White House spokesman Scott McClellan said Tuesday the report will conclude "that Saddam Hussein had the intent and the capability, that he was pursuing an aggressive strategy to bring down the sanctions, the international sanctions, imposed by the United Nations through illegal financing procurement schemes."

Saddam was importing banned materials, working on unmanned aerial vehicles in violation of U.N. agreements and maintaining industrial capability that could be converted to produce weapons, officials have said. Duelfer also describes Saddam's Iraq as having had limited research efforts into chemical and biological weapons.

Saddam's government fell in early April 2003 after a lightning U.S.-led invasion in mid-March. He was captured in December.

Duelfer's report will come on a week that the White House has been put on the defensive in a number of Iraq issues.

Remarks this week by L. Paul Bremer, former U.S. administrator in occupied Iraq, suggested he argued for more troops in the immediate aftermath of the invasion, when looting was rampant. A spokesman for Bush's re-election campaign said Bremer indeed differed with military commanders.

President Bush's election rival, Democrat John Kerry, pounced on Bremer's statements that the United States "paid a big price" for having insufficient troop levels. On weapons, however, the Massachusetts senator has said he still would have voted to authorize the invasion even if he had known none would be found.

The White House maintained Duelfer's report will support its view on Iraq's prewar threat.

"The report will continue to show that he was a gathering threat that needed to be taken seriously, that it was a matter of time before he was going to begin pursuing those weapons of mass destruction," McClellan said.

Compare that to the words of Vice President Dick Cheney, in a speech on Aug. 26, 2002, 6 1/2 months before the invasion:

"Simply stated, there is no doubt that Saddam Hussein now has weapons of mass destruction," he said. "There is no doubt he is amassing them to use against our friends, against our allies and against us."

The president made similar charges, laying out in an Oct. 7, 2002, speech what he described as Iraq's threat:

_"It possesses and produces chemical and biological weapons. It is seeking nuclear weapons."

_"We've also discovered through intelligence that Iraq has a growing fleet of manned and unmanned aerial vehicles that could be used to disperse chemical or biological weapons across broad areas."

_"Iraq possesses ballistic missiles with a likely range of hundreds of miles — far enough to strike Saudi Arabia, Israel, Turkey and other nations — in a region where more than 135,000 American civilians and service members live and work. "

What U.S. forces found:

_A single artillery shell filled with two chemicals that, when mixed while the shell was in flight, would have created sarin. U.S. forces learned of it only when insurgents, apparently believing it was filled with conventional explosives, tried to detonate it as a roadside bomb in May in Baghdad. Two U.S. soldiers suffered from symptoms of low-level exposure to the nerve agent.
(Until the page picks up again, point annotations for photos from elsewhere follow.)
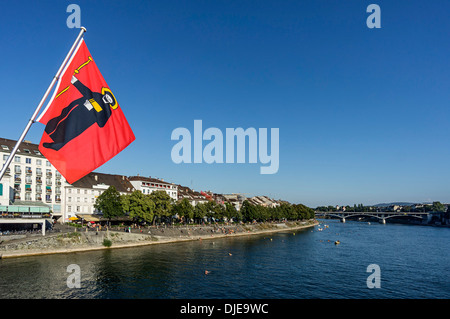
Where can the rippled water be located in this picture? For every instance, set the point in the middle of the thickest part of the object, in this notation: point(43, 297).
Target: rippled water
point(414, 263)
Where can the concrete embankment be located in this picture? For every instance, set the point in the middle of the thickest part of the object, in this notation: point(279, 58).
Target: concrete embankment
point(86, 241)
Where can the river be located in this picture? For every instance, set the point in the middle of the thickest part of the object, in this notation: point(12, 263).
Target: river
point(414, 262)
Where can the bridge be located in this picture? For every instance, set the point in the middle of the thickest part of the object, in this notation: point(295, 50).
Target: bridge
point(382, 216)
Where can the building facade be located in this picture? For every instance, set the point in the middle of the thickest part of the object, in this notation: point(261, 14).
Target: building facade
point(30, 179)
point(80, 196)
point(147, 185)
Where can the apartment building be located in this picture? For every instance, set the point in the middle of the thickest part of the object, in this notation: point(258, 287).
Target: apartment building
point(31, 180)
point(80, 196)
point(147, 185)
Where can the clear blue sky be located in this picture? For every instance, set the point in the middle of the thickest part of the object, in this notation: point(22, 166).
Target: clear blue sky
point(363, 113)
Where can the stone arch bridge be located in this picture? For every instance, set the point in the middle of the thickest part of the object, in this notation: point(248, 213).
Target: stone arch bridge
point(382, 216)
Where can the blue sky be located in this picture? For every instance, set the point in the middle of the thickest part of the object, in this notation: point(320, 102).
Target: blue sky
point(363, 113)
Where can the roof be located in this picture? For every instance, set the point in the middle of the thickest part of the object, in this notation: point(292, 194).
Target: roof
point(25, 148)
point(120, 182)
point(148, 179)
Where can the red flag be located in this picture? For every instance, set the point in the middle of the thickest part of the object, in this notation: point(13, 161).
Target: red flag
point(84, 125)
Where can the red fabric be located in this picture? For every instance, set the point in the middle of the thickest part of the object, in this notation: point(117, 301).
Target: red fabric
point(95, 145)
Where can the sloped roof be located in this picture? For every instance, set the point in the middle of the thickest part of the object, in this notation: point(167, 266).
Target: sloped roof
point(120, 182)
point(25, 148)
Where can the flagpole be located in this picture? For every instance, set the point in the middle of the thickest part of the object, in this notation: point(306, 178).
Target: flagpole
point(41, 103)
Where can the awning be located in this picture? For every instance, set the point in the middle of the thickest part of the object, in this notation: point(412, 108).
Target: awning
point(89, 218)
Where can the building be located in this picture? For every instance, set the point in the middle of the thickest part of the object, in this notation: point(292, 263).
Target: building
point(192, 196)
point(80, 196)
point(263, 201)
point(147, 185)
point(31, 180)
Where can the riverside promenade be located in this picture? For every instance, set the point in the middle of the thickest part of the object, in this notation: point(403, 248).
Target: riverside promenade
point(79, 241)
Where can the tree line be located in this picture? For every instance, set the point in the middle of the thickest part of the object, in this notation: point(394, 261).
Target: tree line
point(160, 207)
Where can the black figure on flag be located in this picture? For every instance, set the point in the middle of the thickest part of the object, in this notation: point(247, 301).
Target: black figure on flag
point(79, 115)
The shell was from Saddam's pre-1991 stockpile.

_Another old artillery shell, also rigged as a bomb and found in May, showed signs it once contained mustard agent.

_Two small rocket warheads, turned over to Polish troops by an informer, that showed signs they once were filled with sarin.
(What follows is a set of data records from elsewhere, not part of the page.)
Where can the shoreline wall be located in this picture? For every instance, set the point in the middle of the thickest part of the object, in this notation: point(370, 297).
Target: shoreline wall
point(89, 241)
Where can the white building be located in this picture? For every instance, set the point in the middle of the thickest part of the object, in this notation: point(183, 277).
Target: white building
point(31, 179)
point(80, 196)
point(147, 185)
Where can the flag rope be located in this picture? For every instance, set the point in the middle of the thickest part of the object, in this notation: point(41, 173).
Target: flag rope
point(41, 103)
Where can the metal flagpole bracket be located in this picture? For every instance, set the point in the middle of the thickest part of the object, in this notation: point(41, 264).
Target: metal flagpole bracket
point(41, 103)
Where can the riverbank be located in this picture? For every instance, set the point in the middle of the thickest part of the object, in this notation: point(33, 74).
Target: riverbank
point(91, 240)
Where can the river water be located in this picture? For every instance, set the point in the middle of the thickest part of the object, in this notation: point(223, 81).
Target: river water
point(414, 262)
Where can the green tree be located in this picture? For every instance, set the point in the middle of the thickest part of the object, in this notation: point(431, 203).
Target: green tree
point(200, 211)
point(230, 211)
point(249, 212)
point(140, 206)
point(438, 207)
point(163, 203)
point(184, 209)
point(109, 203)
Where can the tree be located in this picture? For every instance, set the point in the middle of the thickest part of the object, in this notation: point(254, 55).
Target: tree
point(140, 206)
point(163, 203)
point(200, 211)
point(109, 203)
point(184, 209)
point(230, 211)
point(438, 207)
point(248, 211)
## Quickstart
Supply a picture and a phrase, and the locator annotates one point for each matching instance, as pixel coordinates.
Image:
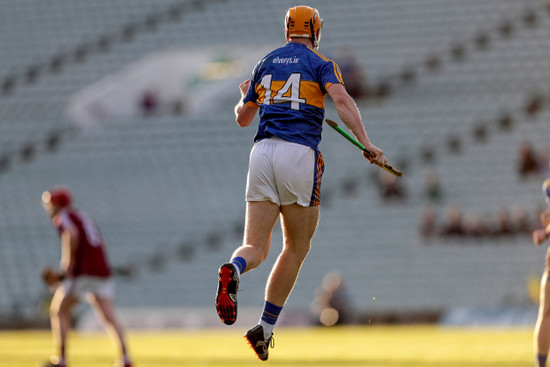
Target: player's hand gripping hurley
(354, 141)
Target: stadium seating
(167, 191)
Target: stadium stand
(168, 190)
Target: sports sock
(240, 264)
(269, 318)
(541, 360)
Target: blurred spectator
(432, 187)
(332, 304)
(528, 160)
(352, 73)
(453, 222)
(474, 226)
(390, 186)
(149, 102)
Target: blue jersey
(289, 85)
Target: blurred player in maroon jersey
(542, 328)
(84, 271)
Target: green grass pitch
(374, 346)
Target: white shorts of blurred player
(85, 286)
(284, 173)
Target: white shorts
(284, 173)
(82, 286)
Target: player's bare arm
(350, 115)
(69, 243)
(542, 234)
(244, 114)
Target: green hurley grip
(354, 141)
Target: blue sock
(541, 360)
(240, 263)
(269, 318)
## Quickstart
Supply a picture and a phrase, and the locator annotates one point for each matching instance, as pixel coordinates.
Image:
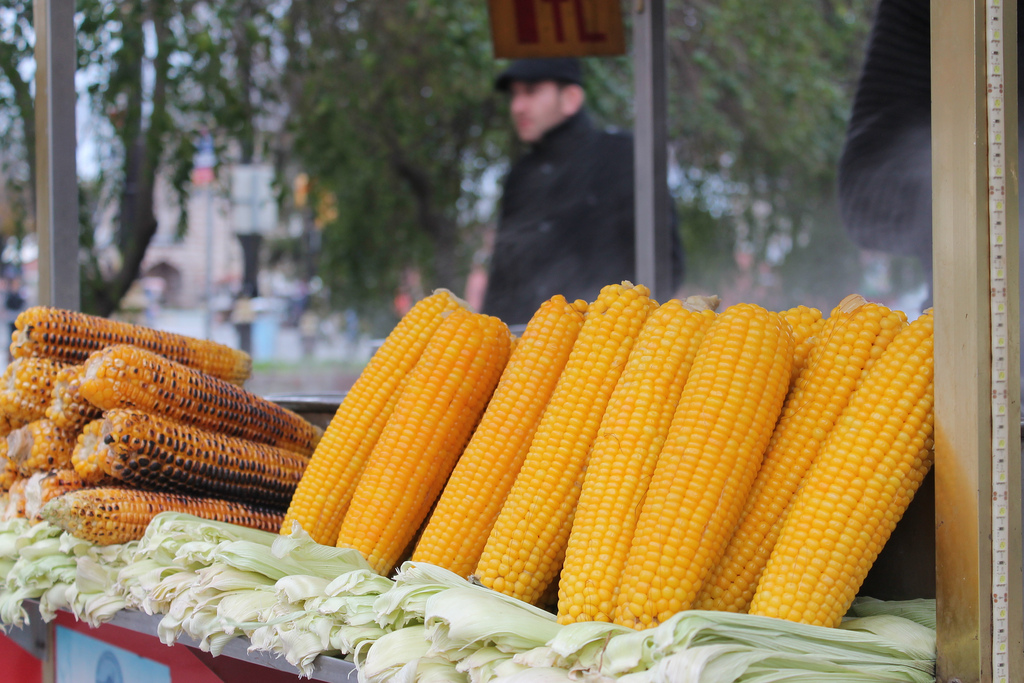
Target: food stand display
(979, 579)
_Centrifuge parts buried in a former nuclear scientist's garden in Baghdad. These were part of Saddam's pre-1991 nuclear program, which was dismantled after the 1991 Persian Gulf War. The scientist also had centrifuge design documents.
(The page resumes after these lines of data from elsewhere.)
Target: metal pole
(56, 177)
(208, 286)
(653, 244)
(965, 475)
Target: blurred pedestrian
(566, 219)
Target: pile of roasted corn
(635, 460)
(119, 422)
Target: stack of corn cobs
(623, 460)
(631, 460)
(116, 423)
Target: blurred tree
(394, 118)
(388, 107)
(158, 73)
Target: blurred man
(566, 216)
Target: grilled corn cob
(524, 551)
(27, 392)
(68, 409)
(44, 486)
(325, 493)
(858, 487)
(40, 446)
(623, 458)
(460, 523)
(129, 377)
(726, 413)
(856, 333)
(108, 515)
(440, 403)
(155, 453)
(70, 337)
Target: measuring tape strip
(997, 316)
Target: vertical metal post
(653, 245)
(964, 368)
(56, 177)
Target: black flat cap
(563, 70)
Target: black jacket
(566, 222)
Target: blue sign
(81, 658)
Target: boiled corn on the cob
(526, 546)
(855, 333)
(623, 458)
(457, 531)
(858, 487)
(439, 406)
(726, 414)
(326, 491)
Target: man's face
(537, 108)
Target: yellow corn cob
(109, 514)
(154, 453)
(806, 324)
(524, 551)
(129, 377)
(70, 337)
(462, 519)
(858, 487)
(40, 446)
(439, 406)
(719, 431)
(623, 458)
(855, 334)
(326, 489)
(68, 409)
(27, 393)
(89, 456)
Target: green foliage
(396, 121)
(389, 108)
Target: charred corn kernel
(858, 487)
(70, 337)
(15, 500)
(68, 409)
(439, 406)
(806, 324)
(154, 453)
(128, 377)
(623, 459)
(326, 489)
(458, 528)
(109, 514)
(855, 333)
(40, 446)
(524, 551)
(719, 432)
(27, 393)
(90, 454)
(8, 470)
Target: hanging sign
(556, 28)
_A vial of live botulinum toxin, which can be used as a biological weapon, in another scientist's refrigerator. The scientist said it had been there since 1993.

_Evidence of advanced design work on a liquid-propellant missile with ranges of up to 620 miles. Since the 1991 Gulf War, Iraq had been prohibited from having missiles with ranges longer than 93 miles.

The Iraq Survey Group did not deal with whether Saddam's government had contacts with members of the Al Qaeda network, a matter that remains subject to wide debate.